Along with Bankoff's interest in dentistry were the piano and the guitar. He was fluent in Esperanto, created artistic sculptures, and was interested in the progressive development of computer technology. Above all, he was a specialist in the mathematical world and highly respected as an expert in the field of flat geometry. Since the 1940s, he lectured and published many articles as a co-author. Bankoff collaborated with Paul Erdős in a mathematics paper and therefore has an Erdős number 1.
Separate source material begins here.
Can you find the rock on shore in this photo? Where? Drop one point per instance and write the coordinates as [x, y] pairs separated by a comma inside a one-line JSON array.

From 1968 to 1981, Bankoff was the editor of the Problem Department of Pi Mu Epsilon Journals, where he was responsible for the publication of some 300 top problems in the area of plane geometry, particularly Morley's trisector theorem, and the arbelos of Archimedes. Among his discoveries with the arbelos was the Bankoff circle, which is equal in area to Archimedes' twin circles.

== Publications ==

- How Did Pappus Do It? The Mathematical Gardner, David A. Klarner ed. (Pridle, Weber & Schmidt, 1981).
- The Metamorphosis of the Butterfly Theorem, Mathematics Magazine, Mathematical Association of America, October 1987.
- "The Asymmetric Propeller," (with Paul Erdős and Murray S. Klamkin) Mathematics Magazine, 46 (1973), 270-272.